Whitehouse Introduces ‘Buffett Rule’ to Ensure Wealthiest Americans Pay Fair Share in Taxes
Paying a Fair Share Act would ensure multi-million-dollar earners pay at least a 30 percent effective tax rate
Washington, DC – With income inequality soaring to a level not experienced in America since prior to the Great Depression, U.S. Senator Sheldon Whitehouse (D-RI) today introduced legislation to prevent America’s top earners from paying lower tax rates than middle-class families. The Paying a Fair Share Act, also known as the “Buffett Rule,” would ensure that multi-million-dollar earners pay at least a 30 percent effective federal tax rate.
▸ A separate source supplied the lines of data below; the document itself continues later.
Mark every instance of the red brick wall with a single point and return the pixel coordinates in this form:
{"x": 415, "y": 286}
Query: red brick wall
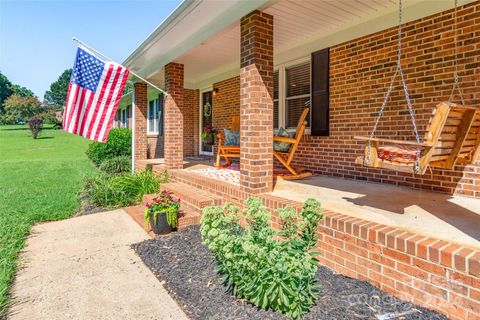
{"x": 359, "y": 74}
{"x": 226, "y": 103}
{"x": 430, "y": 272}
{"x": 140, "y": 121}
{"x": 256, "y": 102}
{"x": 174, "y": 115}
{"x": 190, "y": 123}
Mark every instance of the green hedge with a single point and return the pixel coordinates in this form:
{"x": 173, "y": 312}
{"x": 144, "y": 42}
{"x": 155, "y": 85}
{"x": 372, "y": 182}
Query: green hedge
{"x": 119, "y": 143}
{"x": 270, "y": 269}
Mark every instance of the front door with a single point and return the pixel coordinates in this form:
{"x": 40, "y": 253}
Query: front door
{"x": 206, "y": 111}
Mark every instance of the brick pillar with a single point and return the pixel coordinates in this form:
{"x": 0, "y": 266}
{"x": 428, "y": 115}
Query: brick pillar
{"x": 140, "y": 89}
{"x": 256, "y": 102}
{"x": 174, "y": 109}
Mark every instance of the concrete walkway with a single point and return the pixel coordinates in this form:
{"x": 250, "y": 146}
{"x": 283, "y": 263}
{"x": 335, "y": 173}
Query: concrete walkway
{"x": 83, "y": 268}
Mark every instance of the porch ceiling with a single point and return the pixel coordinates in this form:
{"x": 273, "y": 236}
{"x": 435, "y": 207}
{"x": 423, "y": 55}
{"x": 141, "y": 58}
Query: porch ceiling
{"x": 300, "y": 27}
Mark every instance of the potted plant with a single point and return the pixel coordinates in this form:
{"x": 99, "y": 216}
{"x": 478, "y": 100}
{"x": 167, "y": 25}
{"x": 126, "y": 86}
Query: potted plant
{"x": 208, "y": 135}
{"x": 162, "y": 213}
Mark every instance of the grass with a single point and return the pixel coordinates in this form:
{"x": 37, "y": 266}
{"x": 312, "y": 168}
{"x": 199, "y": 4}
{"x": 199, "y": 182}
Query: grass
{"x": 39, "y": 181}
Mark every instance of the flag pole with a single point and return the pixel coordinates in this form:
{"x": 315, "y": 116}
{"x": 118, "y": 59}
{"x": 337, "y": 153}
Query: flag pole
{"x": 104, "y": 56}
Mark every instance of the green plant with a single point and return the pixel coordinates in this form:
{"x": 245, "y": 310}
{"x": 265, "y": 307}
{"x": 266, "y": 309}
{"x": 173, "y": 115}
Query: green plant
{"x": 36, "y": 125}
{"x": 119, "y": 143}
{"x": 165, "y": 204}
{"x": 114, "y": 191}
{"x": 116, "y": 165}
{"x": 269, "y": 268}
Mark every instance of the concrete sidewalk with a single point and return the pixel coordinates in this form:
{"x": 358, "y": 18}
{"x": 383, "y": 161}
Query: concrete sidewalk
{"x": 83, "y": 268}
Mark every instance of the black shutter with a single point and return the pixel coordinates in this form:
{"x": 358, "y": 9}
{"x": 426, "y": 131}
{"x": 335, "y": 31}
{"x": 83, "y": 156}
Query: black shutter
{"x": 160, "y": 114}
{"x": 320, "y": 111}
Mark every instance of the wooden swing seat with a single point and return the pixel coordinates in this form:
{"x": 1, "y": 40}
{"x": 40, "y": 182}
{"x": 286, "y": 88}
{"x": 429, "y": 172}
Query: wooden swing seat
{"x": 452, "y": 137}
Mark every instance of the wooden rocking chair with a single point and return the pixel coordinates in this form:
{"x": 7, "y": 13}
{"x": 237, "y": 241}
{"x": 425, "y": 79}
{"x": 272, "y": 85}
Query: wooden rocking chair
{"x": 227, "y": 152}
{"x": 286, "y": 158}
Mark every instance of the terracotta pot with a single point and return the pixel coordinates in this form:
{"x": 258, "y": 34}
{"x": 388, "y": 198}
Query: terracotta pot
{"x": 162, "y": 226}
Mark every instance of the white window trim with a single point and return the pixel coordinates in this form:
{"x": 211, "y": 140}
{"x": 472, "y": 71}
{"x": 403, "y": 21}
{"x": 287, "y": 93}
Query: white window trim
{"x": 282, "y": 90}
{"x": 155, "y": 130}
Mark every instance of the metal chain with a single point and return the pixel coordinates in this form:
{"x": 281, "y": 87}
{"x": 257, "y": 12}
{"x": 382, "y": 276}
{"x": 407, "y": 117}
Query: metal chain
{"x": 405, "y": 89}
{"x": 456, "y": 81}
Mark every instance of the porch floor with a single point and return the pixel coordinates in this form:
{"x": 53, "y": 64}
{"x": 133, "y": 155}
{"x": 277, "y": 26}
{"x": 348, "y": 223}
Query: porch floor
{"x": 432, "y": 214}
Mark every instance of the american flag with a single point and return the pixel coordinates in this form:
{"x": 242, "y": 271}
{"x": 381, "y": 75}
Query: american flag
{"x": 94, "y": 92}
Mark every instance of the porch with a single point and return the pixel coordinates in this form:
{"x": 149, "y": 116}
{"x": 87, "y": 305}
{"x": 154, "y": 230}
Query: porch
{"x": 431, "y": 214}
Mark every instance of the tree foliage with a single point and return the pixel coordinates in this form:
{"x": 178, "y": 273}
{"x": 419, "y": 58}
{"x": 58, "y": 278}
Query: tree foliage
{"x": 57, "y": 94}
{"x": 7, "y": 89}
{"x": 17, "y": 108}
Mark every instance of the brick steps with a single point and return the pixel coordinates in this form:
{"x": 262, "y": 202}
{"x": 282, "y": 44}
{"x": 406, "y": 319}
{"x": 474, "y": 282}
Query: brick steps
{"x": 191, "y": 197}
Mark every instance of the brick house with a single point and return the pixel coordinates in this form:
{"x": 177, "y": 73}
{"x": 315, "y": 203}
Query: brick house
{"x": 262, "y": 61}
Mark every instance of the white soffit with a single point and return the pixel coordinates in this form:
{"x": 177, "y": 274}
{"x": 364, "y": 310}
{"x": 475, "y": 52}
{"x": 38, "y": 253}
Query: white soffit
{"x": 300, "y": 27}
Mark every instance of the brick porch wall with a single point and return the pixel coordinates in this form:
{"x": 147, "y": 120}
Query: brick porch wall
{"x": 256, "y": 102}
{"x": 154, "y": 147}
{"x": 430, "y": 272}
{"x": 359, "y": 74}
{"x": 191, "y": 123}
{"x": 226, "y": 103}
{"x": 140, "y": 121}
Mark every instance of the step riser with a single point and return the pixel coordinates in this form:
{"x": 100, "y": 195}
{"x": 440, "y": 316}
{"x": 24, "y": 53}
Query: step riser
{"x": 195, "y": 199}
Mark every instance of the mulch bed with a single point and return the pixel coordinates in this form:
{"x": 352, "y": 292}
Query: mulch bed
{"x": 186, "y": 268}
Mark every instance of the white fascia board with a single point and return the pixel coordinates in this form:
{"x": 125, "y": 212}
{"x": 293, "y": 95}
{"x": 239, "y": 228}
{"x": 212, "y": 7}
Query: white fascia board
{"x": 193, "y": 23}
{"x": 414, "y": 11}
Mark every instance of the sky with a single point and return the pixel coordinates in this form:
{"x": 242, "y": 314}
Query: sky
{"x": 36, "y": 36}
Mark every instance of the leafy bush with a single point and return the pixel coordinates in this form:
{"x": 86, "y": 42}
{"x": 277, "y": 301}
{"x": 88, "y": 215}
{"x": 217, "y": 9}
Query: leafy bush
{"x": 116, "y": 165}
{"x": 271, "y": 269}
{"x": 115, "y": 191}
{"x": 119, "y": 143}
{"x": 36, "y": 125}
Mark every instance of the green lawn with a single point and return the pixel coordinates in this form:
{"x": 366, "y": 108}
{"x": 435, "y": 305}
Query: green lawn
{"x": 39, "y": 181}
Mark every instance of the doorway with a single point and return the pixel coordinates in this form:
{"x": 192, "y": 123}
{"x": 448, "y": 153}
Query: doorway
{"x": 206, "y": 117}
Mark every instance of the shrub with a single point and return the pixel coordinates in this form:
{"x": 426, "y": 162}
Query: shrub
{"x": 119, "y": 143}
{"x": 268, "y": 268}
{"x": 116, "y": 165}
{"x": 36, "y": 125}
{"x": 115, "y": 191}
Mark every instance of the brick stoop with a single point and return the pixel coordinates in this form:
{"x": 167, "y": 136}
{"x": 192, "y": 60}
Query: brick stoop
{"x": 190, "y": 196}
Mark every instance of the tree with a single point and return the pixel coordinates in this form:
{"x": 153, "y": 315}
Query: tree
{"x": 5, "y": 89}
{"x": 57, "y": 94}
{"x": 21, "y": 91}
{"x": 17, "y": 108}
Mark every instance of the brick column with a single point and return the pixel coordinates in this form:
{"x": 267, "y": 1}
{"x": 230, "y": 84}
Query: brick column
{"x": 140, "y": 124}
{"x": 256, "y": 102}
{"x": 174, "y": 109}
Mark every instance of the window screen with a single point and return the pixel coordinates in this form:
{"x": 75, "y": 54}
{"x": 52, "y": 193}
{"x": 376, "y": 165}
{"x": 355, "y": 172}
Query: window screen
{"x": 297, "y": 80}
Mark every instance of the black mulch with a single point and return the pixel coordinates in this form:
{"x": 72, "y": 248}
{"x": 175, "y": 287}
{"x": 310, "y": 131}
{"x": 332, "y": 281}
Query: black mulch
{"x": 186, "y": 267}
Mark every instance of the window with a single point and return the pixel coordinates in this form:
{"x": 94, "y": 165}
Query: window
{"x": 297, "y": 93}
{"x": 155, "y": 116}
{"x": 290, "y": 94}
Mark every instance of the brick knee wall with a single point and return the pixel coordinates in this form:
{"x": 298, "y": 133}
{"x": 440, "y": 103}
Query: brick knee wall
{"x": 429, "y": 272}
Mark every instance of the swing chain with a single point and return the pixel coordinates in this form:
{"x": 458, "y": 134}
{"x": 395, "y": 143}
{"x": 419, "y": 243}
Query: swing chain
{"x": 456, "y": 83}
{"x": 389, "y": 90}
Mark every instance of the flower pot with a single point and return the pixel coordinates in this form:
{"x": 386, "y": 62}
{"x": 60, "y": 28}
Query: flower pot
{"x": 162, "y": 226}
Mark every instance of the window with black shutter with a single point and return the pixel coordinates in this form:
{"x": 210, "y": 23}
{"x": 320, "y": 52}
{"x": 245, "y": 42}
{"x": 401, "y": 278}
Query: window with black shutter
{"x": 320, "y": 111}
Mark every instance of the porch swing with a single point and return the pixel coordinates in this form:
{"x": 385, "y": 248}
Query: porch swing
{"x": 452, "y": 136}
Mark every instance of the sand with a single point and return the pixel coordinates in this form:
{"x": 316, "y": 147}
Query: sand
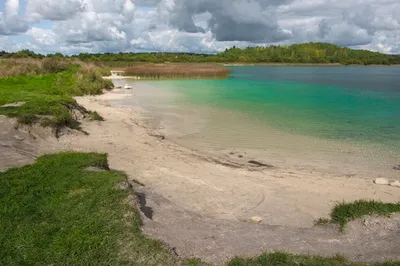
{"x": 202, "y": 203}
{"x": 227, "y": 189}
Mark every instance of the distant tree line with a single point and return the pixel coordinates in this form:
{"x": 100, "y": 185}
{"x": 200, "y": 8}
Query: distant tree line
{"x": 319, "y": 53}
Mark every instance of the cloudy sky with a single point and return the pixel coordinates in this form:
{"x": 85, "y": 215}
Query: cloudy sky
{"x": 72, "y": 26}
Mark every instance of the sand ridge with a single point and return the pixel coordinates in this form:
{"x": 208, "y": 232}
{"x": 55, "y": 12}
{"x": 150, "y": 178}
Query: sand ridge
{"x": 209, "y": 184}
{"x": 200, "y": 204}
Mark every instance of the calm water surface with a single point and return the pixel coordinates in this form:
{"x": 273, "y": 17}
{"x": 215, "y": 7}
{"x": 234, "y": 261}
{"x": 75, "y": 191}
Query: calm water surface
{"x": 300, "y": 110}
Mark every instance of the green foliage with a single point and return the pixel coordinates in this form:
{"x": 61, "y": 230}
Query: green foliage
{"x": 48, "y": 98}
{"x": 287, "y": 259}
{"x": 312, "y": 53}
{"x": 322, "y": 221}
{"x": 342, "y": 213}
{"x": 55, "y": 213}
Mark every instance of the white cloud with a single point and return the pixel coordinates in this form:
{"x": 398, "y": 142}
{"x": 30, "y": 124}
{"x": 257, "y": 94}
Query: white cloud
{"x": 55, "y": 10}
{"x": 10, "y": 22}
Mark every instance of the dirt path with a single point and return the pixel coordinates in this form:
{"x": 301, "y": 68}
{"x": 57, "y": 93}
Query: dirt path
{"x": 201, "y": 205}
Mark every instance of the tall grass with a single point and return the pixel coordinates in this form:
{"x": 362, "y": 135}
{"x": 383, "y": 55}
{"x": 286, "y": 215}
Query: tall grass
{"x": 48, "y": 94}
{"x": 172, "y": 71}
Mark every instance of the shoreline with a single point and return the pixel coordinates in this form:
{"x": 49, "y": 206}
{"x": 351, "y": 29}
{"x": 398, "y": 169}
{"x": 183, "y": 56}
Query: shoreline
{"x": 167, "y": 167}
{"x": 202, "y": 204}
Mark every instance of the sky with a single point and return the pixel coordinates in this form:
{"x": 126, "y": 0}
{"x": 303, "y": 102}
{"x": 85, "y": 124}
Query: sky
{"x": 200, "y": 26}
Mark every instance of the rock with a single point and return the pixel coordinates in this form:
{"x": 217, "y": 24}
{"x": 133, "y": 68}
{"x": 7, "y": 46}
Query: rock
{"x": 394, "y": 183}
{"x": 381, "y": 181}
{"x": 256, "y": 219}
{"x": 16, "y": 104}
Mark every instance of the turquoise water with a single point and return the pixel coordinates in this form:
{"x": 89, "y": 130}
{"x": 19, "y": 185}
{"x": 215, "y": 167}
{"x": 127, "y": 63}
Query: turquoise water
{"x": 337, "y": 103}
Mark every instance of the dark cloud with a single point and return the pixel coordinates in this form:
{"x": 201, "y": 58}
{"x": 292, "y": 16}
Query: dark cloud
{"x": 234, "y": 20}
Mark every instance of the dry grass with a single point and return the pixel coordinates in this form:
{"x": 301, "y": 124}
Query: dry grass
{"x": 32, "y": 67}
{"x": 159, "y": 71}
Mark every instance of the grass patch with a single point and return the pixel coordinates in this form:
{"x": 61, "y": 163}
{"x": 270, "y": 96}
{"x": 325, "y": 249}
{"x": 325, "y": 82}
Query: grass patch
{"x": 55, "y": 213}
{"x": 322, "y": 221}
{"x": 344, "y": 212}
{"x": 49, "y": 98}
{"x": 286, "y": 259}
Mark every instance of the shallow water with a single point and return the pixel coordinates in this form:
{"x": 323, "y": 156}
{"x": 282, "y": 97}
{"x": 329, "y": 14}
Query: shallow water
{"x": 344, "y": 114}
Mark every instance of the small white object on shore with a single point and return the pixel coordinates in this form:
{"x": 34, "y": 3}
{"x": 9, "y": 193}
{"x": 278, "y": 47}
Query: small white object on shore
{"x": 394, "y": 183}
{"x": 381, "y": 181}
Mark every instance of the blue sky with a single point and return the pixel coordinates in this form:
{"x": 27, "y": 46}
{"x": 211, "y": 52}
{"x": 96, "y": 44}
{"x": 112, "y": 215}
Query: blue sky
{"x": 73, "y": 26}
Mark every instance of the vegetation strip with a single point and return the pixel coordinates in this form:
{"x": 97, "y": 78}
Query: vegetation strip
{"x": 55, "y": 213}
{"x": 175, "y": 71}
{"x": 47, "y": 97}
{"x": 305, "y": 53}
{"x": 344, "y": 212}
{"x": 287, "y": 259}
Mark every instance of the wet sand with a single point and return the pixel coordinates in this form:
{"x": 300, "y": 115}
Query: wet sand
{"x": 220, "y": 184}
{"x": 202, "y": 201}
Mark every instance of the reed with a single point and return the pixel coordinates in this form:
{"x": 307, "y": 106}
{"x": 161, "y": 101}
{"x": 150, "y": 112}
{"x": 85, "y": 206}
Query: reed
{"x": 175, "y": 71}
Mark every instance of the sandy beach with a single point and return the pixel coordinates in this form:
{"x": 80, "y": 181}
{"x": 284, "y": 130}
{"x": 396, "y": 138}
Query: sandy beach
{"x": 201, "y": 203}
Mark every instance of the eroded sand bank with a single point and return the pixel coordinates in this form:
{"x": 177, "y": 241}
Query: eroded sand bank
{"x": 201, "y": 203}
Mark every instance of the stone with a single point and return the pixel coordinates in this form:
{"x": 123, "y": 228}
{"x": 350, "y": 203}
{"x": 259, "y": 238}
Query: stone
{"x": 394, "y": 183}
{"x": 16, "y": 104}
{"x": 381, "y": 181}
{"x": 256, "y": 219}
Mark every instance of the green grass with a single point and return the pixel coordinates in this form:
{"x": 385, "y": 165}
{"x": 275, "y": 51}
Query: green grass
{"x": 322, "y": 221}
{"x": 48, "y": 98}
{"x": 286, "y": 259}
{"x": 55, "y": 213}
{"x": 344, "y": 212}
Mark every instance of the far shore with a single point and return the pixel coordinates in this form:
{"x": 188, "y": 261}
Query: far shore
{"x": 205, "y": 205}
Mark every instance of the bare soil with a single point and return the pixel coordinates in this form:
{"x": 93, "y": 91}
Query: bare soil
{"x": 201, "y": 205}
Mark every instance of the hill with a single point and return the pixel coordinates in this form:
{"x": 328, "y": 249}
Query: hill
{"x": 307, "y": 53}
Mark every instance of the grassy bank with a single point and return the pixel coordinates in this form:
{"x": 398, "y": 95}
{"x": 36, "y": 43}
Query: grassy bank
{"x": 56, "y": 213}
{"x": 47, "y": 97}
{"x": 59, "y": 211}
{"x": 177, "y": 71}
{"x": 287, "y": 259}
{"x": 345, "y": 212}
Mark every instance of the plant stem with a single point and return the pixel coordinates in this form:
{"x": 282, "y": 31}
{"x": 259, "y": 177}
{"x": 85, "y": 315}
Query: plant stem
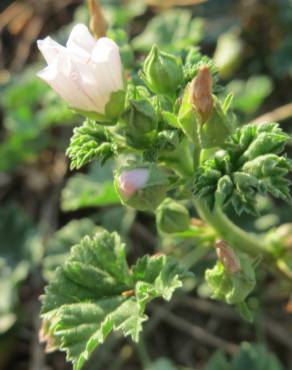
{"x": 235, "y": 236}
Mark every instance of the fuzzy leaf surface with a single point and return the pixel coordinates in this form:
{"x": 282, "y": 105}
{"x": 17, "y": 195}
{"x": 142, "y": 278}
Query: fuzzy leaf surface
{"x": 95, "y": 292}
{"x": 249, "y": 164}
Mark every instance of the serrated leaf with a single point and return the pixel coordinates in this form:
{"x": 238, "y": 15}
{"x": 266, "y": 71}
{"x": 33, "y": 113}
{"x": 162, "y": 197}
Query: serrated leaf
{"x": 94, "y": 189}
{"x": 94, "y": 293}
{"x": 58, "y": 248}
{"x": 250, "y": 164}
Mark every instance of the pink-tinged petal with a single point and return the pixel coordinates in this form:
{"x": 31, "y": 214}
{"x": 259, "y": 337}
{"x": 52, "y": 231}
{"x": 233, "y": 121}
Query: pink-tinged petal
{"x": 81, "y": 42}
{"x": 132, "y": 181}
{"x": 50, "y": 49}
{"x": 108, "y": 65}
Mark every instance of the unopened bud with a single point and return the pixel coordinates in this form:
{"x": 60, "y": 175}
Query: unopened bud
{"x": 141, "y": 187}
{"x": 227, "y": 256}
{"x": 98, "y": 25}
{"x": 201, "y": 93}
{"x": 163, "y": 72}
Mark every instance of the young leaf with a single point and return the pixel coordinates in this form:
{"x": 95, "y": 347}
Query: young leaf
{"x": 96, "y": 292}
{"x": 94, "y": 189}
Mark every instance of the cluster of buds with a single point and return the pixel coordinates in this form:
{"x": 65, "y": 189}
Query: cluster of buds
{"x": 201, "y": 93}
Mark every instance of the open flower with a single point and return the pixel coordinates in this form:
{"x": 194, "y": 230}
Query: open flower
{"x": 143, "y": 188}
{"x": 86, "y": 72}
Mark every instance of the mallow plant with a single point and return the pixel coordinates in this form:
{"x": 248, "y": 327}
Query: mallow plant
{"x": 178, "y": 149}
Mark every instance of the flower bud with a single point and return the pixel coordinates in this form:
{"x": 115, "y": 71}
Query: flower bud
{"x": 232, "y": 279}
{"x": 201, "y": 93}
{"x": 141, "y": 187}
{"x": 140, "y": 117}
{"x": 172, "y": 217}
{"x": 162, "y": 72}
{"x": 141, "y": 123}
{"x": 98, "y": 25}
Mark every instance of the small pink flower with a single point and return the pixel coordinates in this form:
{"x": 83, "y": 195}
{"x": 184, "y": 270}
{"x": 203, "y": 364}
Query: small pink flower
{"x": 132, "y": 181}
{"x": 85, "y": 72}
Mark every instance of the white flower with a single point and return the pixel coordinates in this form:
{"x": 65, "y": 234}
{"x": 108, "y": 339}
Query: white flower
{"x": 85, "y": 72}
{"x": 132, "y": 181}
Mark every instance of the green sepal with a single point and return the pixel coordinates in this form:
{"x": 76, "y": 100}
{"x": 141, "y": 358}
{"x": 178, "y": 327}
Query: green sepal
{"x": 89, "y": 141}
{"x": 250, "y": 164}
{"x": 162, "y": 72}
{"x": 232, "y": 288}
{"x": 216, "y": 129}
{"x": 187, "y": 118}
{"x": 140, "y": 117}
{"x": 172, "y": 217}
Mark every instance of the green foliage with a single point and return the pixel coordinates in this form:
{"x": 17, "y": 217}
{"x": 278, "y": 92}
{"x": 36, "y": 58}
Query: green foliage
{"x": 172, "y": 217}
{"x": 249, "y": 95}
{"x": 20, "y": 248}
{"x": 95, "y": 292}
{"x": 251, "y": 356}
{"x": 58, "y": 248}
{"x": 228, "y": 53}
{"x": 90, "y": 190}
{"x": 250, "y": 164}
{"x": 172, "y": 30}
{"x": 89, "y": 141}
{"x": 162, "y": 72}
{"x": 29, "y": 107}
{"x": 232, "y": 288}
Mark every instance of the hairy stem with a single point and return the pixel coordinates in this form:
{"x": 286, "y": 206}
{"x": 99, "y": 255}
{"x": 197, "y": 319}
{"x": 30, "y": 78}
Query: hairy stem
{"x": 241, "y": 240}
{"x": 235, "y": 236}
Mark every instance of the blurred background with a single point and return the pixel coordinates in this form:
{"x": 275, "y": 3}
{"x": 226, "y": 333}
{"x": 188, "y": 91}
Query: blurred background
{"x": 45, "y": 208}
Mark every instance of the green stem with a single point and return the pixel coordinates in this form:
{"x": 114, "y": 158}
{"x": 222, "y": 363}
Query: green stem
{"x": 227, "y": 230}
{"x": 143, "y": 353}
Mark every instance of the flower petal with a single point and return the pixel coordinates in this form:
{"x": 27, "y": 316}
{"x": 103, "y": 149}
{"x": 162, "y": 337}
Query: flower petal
{"x": 108, "y": 66}
{"x": 133, "y": 180}
{"x": 81, "y": 42}
{"x": 50, "y": 49}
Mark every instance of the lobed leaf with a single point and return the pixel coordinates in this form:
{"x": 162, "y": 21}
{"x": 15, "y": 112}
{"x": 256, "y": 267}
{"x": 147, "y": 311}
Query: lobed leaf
{"x": 95, "y": 292}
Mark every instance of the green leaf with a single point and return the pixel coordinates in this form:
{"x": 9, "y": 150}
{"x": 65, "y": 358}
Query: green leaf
{"x": 162, "y": 364}
{"x": 95, "y": 292}
{"x": 172, "y": 30}
{"x": 249, "y": 165}
{"x": 251, "y": 356}
{"x": 94, "y": 189}
{"x": 19, "y": 249}
{"x": 58, "y": 248}
{"x": 232, "y": 288}
{"x": 249, "y": 95}
{"x": 256, "y": 357}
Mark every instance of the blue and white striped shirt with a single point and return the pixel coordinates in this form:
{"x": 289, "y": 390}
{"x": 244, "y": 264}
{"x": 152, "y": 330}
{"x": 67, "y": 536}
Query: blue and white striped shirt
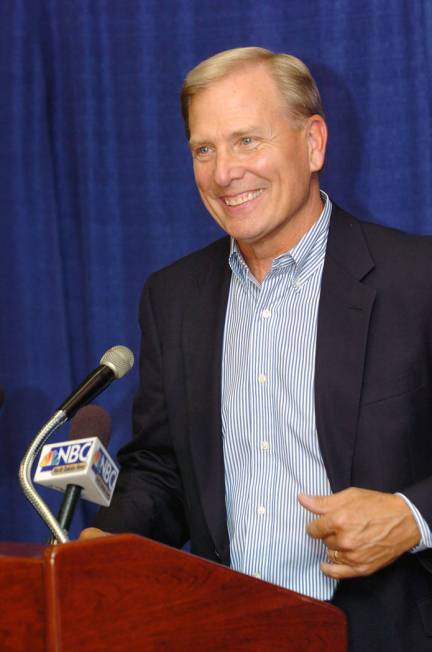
{"x": 271, "y": 449}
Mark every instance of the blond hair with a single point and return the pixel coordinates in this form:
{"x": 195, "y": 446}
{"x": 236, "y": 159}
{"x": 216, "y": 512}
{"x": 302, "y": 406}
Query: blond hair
{"x": 293, "y": 79}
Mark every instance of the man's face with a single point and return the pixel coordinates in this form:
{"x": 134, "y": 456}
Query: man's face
{"x": 252, "y": 168}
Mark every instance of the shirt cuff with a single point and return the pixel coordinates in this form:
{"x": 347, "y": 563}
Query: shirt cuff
{"x": 425, "y": 531}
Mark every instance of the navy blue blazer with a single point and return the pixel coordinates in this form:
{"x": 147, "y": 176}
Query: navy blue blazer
{"x": 373, "y": 399}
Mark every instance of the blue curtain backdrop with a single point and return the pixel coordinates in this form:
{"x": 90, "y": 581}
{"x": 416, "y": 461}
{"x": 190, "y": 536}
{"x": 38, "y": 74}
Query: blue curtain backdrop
{"x": 96, "y": 188}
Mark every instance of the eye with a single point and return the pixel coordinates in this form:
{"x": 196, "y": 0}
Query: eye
{"x": 202, "y": 151}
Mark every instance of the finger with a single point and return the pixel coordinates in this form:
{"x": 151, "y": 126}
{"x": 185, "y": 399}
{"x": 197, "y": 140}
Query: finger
{"x": 344, "y": 571}
{"x": 334, "y": 556}
{"x": 315, "y": 504}
{"x": 320, "y": 528}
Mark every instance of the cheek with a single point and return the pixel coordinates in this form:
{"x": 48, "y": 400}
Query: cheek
{"x": 203, "y": 176}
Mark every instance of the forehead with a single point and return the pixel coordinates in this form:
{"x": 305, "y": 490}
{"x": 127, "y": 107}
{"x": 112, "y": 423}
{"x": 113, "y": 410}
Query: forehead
{"x": 246, "y": 96}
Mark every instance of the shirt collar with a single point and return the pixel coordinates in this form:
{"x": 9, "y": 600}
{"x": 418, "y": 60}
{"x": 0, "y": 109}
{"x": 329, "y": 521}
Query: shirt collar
{"x": 311, "y": 247}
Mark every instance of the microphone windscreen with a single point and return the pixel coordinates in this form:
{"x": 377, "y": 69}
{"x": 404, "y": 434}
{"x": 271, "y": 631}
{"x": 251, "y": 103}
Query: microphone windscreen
{"x": 119, "y": 358}
{"x": 91, "y": 421}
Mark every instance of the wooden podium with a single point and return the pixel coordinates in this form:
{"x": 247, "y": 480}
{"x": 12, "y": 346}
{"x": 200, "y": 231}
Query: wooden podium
{"x": 125, "y": 593}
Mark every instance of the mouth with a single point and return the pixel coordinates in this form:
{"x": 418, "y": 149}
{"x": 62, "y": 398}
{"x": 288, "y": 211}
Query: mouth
{"x": 242, "y": 198}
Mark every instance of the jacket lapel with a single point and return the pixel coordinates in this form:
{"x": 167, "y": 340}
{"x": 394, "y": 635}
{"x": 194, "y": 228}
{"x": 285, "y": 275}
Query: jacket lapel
{"x": 343, "y": 323}
{"x": 203, "y": 330}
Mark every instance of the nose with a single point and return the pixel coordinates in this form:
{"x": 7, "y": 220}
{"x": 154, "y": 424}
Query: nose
{"x": 227, "y": 168}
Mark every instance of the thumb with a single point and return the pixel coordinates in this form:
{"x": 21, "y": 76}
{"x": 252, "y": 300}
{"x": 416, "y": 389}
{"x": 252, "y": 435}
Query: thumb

The measure would reduce the federal deficit by an estimated $119 billion over the next decade.
“We are living through a new Gilded Age, cemented by President Trump’s massive tax giveaway to the wealthy,” said Whitehouse, who first introduced the Paying a Fair Share Act in 2012. “Basic fairness needs to be restored to the tax code. Hardworking teachers, nurses, and police officers pay their share in taxes. The wealthiest Americans who benefit the most from our economic system should not be allowed to exploit tax loopholes to skip out on doing their part.”
The bill is also sponsored by Jeff Merkley (D-OR), Jack Reed (D-RI), Richard Blumenthal (D-CT), Dianne Feinstein (D-CA), Tammy Duckworth (D-IL), Chris Van Hollen (D-MD), Cory Booker (D-NJ), Tammy Baldwin (D-WI), Elizabeth Warren (D-MA), Ed Markey (D-MA), Dick Durbin (D-IL), Amy Klobuchar (D-MN), Patrick Leahy (D-VT), Kirsten Gillibrand (D-NY), and Mazie Hirono (D-HI).
In 2016, the highest-earning 0.001% of Americans – making an average of $145 million each – paid an average effective federal tax rate of just 23 percent, far short of the top marginal rate of 37 percent. That is similar to the effective rate paid by the average iron and steel worker or high school special education teacher in Rhode Island, according to data from the IRS and the Rhode Island Department of Labor and Training.
The Paying a Fair Share Act would apply only to taxpayers with income over $1 million, including capital gains and dividends, and would phase in over their second million dollars in income. The bill includes language to preserve the incentive for charitable giving. Directions on how taxes would be calculated are available here.
The “Buffett Rule” is named after Warren Buffett, the legendary investor who has famously lamented that he pays a lower tax rate than his secretary. Former President Barack Obama proposed adding the Buffett Rule to the tax code to ensure that those at the top pay at least the tax rate paid by middle-class families.